Ricordo Andrea incollare figure di piatti nei primi quaderni della scuola alberghiera, muovendo i primi, impegnativi, passi verso la sua attuale professione. Ma oltre la scuola, oltre la passione per il proprio lavoro e la ricerca della qualità, qui c’è la storia di una giovane famiglia e di un paese, con le sue tradizioni, i suoi ingredienti, i suoi ritmi, i suoi personaggi.
Tutto questo fa parte di quella “magia” che entra nei piatti e da un sapore diverso alle cose, come il ragù della mamma o i dolci della nonna. Quel “calore” che, solo chi vive un luogo perché è la sua vita, può riuscire a trasmettere. E il calore, si sa, si diffonde più facilmente nei piccoli ambienti o fra le mura famigliari.

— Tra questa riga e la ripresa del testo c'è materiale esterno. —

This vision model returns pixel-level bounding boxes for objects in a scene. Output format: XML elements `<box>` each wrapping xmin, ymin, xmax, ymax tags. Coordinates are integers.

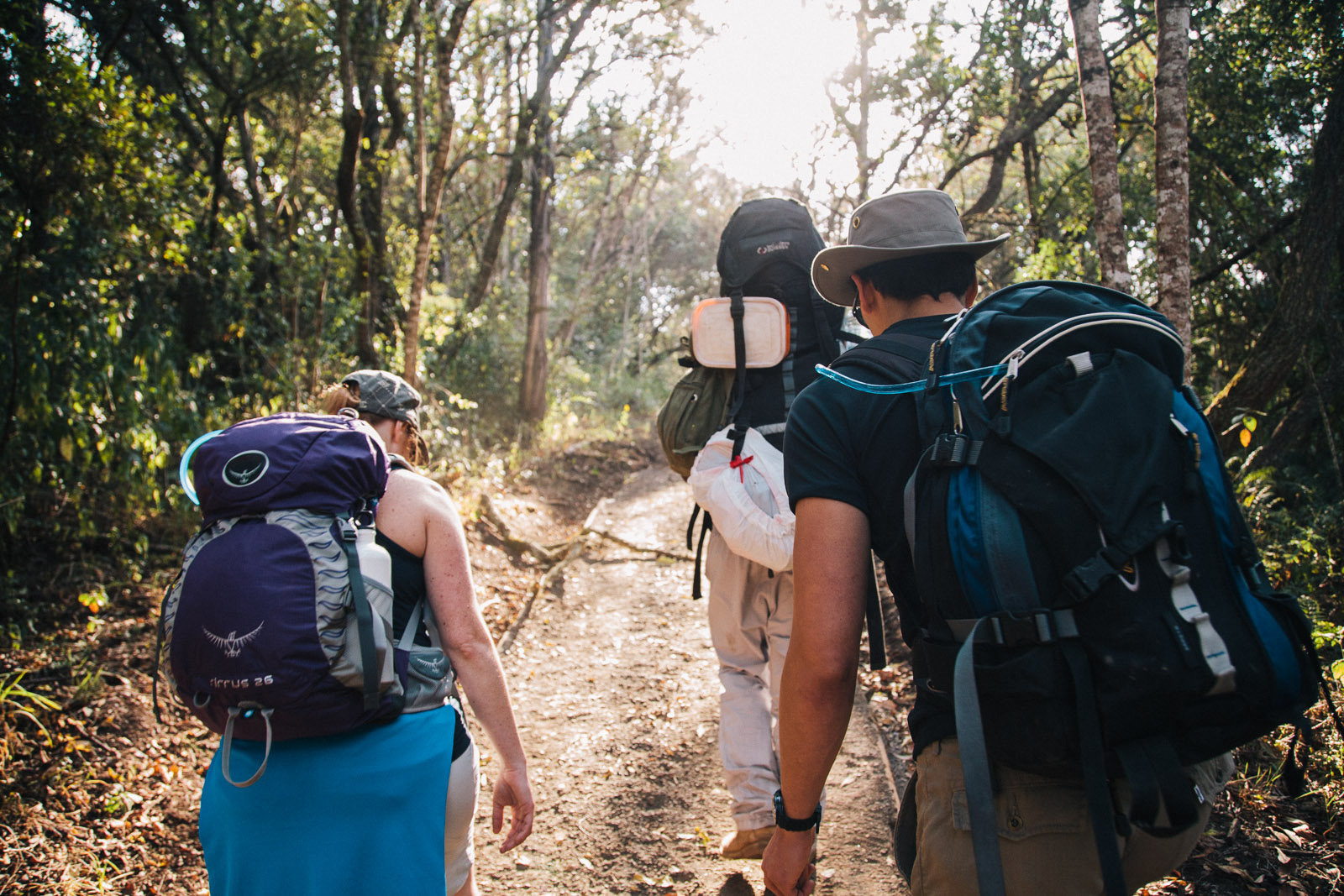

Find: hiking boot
<box><xmin>719</xmin><ymin>825</ymin><xmax>774</xmax><ymax>858</ymax></box>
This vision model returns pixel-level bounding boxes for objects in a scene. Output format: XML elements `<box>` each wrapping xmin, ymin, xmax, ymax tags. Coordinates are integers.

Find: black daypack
<box><xmin>717</xmin><ymin>197</ymin><xmax>847</xmax><ymax>448</ymax></box>
<box><xmin>822</xmin><ymin>282</ymin><xmax>1328</xmax><ymax>896</ymax></box>
<box><xmin>659</xmin><ymin>197</ymin><xmax>849</xmax><ymax>599</ymax></box>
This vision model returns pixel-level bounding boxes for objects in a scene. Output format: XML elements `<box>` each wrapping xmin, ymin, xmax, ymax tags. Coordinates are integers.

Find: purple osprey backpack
<box><xmin>156</xmin><ymin>414</ymin><xmax>452</xmax><ymax>787</ymax></box>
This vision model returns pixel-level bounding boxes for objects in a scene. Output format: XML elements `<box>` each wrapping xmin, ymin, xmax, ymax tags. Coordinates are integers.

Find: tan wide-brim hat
<box><xmin>811</xmin><ymin>190</ymin><xmax>1008</xmax><ymax>307</ymax></box>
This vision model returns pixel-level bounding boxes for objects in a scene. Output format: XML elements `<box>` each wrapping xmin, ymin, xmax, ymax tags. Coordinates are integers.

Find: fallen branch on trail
<box><xmin>591</xmin><ymin>529</ymin><xmax>695</xmax><ymax>560</ymax></box>
<box><xmin>491</xmin><ymin>495</ymin><xmax>695</xmax><ymax>657</ymax></box>
<box><xmin>494</xmin><ymin>498</ymin><xmax>609</xmax><ymax>657</ymax></box>
<box><xmin>481</xmin><ymin>493</ymin><xmax>561</xmax><ymax>563</ymax></box>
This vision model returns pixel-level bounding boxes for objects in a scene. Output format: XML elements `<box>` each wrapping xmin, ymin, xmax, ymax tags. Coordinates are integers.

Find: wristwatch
<box><xmin>774</xmin><ymin>790</ymin><xmax>822</xmax><ymax>833</ymax></box>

Ecco cosa troverete sotto quell’insegna di origine Emiliana in un piccolo borgo della Romagna-Toscana. Così, se siete di passaggio verso Roma, abbandonate la strada veloce. Prendetevi tempo.
Tornate sulla vecchia statale, sedetevi a un tavolo e date credito alle parole di Hemingway:
“E’ bello avere un fine verso cui viaggiare; ma è il viaggio che conta, alla fine.”